Denis Vieru, de l’or pour la Moldavie !
Il serait quand même injuste de ne pas apprécier à sa juste valeur les bons moments et les belles histoires de cette journée, car il y en a eu. Du côté étranger, il faut souligner la dynamique du grand duel canadien en -57kg entre l’ancienne Japonaise Christa Deguchi, déjà tenante du titre, et sa rivale Jessica Klimkait, victorieuse du Grand Chelem japonais et toujours mieux classée mondialement que Deguchi. Dans leur face-à-face, c’est pourtant la « Japonaise » qui l’a emporté quatre fois sur quatre, la dernière en date en finale ce samedi à Paris sur un o-soto-otoshi/tai-otoshi efficace.
Le public se sera délecté de la performance de l’un de ses favoris : le « showman » italien Fabio Basile, qui réussit à Paris sa troisième médaille en Grand Chelem dans son style flamboyant. L’inattendu champion olympique des -66kg contrôle parfaitement sa montée en -73kg et entre désormais dans la zone de qualification olympique. Une mauvaise nouvelle pour les prétendants français (comme pour les autres).
Enfin la plus grande prestation du jour sur le plan technique est peut-être à l’actif d’un presque anonyme, le Moldave Denis Vieru, vingt-deux ans, l’un des meilleurs juniors mondiaux en 2015-2016 et désormais révélé en seniors, avec deux médailles en Grand Prix en 2018 et cette victoire magistrale à Paris en -66kg, qu’il conclue par un tai-otoshi d’anthologie sur le n°2 mondial, le Géorgien Margvelashvili. Encore un homme qu’on n’attendait pas.
La révélation Vaugarny
Du côté français, Astride Gneto aura eu le grand mérite d’atteindre la médaille en -52kg. Elle gagne quatre combats sans marquer beaucoup de valeurs, en battant des filles moins bien classées qu’elle aujourd’hui, mais de vraies clientes tout de même, notamment la Roumaine Andrea Chitu, championne d’Europe et double finaliste mondiale, ou la Mongole Urantsetseg Munkhbat, numéro deux mondiale en -48kg. Il va lui falloir trouver le moyen de s’engager pour faire tomber, mais la petite sœur Gneto prouve qu’elle reste dans la course.

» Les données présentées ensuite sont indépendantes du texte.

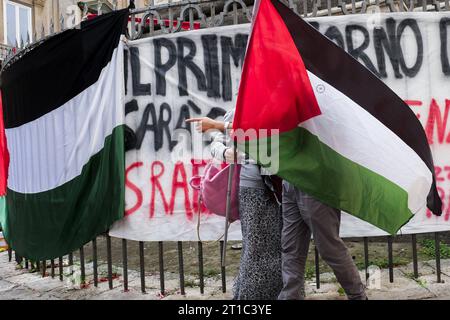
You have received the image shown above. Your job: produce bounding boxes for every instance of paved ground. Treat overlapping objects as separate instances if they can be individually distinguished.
[0,252,450,300]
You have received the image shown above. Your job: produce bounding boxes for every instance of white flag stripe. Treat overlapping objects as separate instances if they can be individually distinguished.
[299,71,432,213]
[5,42,124,194]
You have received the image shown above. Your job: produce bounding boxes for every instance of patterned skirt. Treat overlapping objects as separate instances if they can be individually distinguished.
[233,187,283,300]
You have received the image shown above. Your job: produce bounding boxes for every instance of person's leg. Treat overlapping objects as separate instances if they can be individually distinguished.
[234,186,282,300]
[278,181,311,300]
[298,191,367,300]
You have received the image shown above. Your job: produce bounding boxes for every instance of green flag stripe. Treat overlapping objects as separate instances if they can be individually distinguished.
[4,126,125,260]
[239,127,413,234]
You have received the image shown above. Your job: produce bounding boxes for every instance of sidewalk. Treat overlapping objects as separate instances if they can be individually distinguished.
[0,252,450,300]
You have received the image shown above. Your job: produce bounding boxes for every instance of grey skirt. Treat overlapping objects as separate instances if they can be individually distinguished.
[233,187,283,300]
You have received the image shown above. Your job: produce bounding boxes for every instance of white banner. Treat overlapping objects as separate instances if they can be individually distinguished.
[110,13,450,241]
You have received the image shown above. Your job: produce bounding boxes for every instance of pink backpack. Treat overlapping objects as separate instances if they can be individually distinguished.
[190,161,241,222]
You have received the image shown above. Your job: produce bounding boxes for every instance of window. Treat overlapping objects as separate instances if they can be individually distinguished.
[3,0,32,47]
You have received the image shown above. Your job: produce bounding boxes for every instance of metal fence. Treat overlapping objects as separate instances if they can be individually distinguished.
[5,0,450,295]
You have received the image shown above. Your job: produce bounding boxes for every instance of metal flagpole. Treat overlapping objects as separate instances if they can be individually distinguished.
[221,138,237,268]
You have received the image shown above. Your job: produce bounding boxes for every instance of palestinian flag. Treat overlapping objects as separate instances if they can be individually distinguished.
[0,94,9,233]
[0,10,128,260]
[233,0,441,234]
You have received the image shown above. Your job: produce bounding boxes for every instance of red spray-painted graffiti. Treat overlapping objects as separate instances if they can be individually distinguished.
[125,159,208,219]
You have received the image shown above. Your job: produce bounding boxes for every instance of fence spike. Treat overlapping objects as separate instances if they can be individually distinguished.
[59,13,65,31]
[50,18,55,35]
[97,0,103,16]
[81,2,88,20]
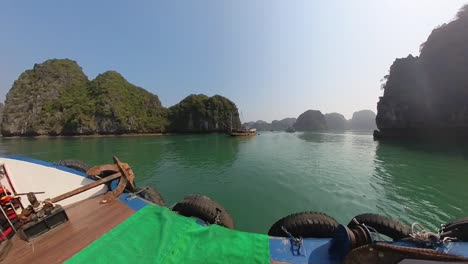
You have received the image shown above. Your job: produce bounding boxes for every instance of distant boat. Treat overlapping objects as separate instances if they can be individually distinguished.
[229,128,257,137]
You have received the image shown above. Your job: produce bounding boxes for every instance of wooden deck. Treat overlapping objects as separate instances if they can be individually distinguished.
[2,196,135,264]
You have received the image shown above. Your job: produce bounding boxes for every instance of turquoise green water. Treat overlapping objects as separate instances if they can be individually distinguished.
[0,132,468,233]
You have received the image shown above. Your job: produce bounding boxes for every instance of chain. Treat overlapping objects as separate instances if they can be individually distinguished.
[281,226,305,256]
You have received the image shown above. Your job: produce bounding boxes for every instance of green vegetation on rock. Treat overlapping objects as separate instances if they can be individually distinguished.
[169,94,240,133]
[2,59,240,136]
[325,113,346,130]
[89,71,167,134]
[294,110,327,131]
[377,6,468,137]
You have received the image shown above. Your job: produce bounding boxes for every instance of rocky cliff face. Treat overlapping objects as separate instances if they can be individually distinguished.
[349,110,377,131]
[169,94,241,132]
[89,71,167,134]
[325,113,346,130]
[271,117,296,131]
[2,59,167,136]
[2,60,88,136]
[376,6,468,137]
[294,110,327,131]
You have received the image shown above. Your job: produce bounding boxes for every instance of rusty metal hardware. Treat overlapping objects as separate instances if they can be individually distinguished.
[44,157,135,203]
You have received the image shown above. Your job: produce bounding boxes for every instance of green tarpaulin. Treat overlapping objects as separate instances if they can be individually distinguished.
[66,205,270,264]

En -48kg, la journée semblait vouloir sourire à la titulaire en équipe de France Mélanie Clément, victorieuse, elle aussi dans un style très tactique et peu prolifique en valeurs, d’une « top10 » de haute volée, la Kazakhstanaise Galbadrakh et apparemment en route vers une médaille. Mais – patatra — tout s’écroulait sous la poussée de la fille la plus remuante du moment, Mélodie Vaugarny, déjà en or à l’Open de Bulgarie il y a une semaine. Toute la journée sur un mode très réjouissant d’attaquante sans frein à main, elle s’offrait une magnifique défaite contre la future médaillée d’or, la Japonaise Kondo, qu’elle agressait si fort d’emblée qu’elle lui marquait waza-ari avant d’être projetée sur un second clash et fixée au sol. Elle s’offrait surtout une magnifique victoire contre Mélanie Clément, qu’elle renvoyait dans le doute en quelques secondes dans la place de trois, sur un magnifique tai-otoshi en reprise qui fera date. C’est peut-être en effet le mouvement qui l’enverra aux championnats du monde à Tokyo, si elle confirme. Elle a manifestement le tempérament et le judo pour le faire.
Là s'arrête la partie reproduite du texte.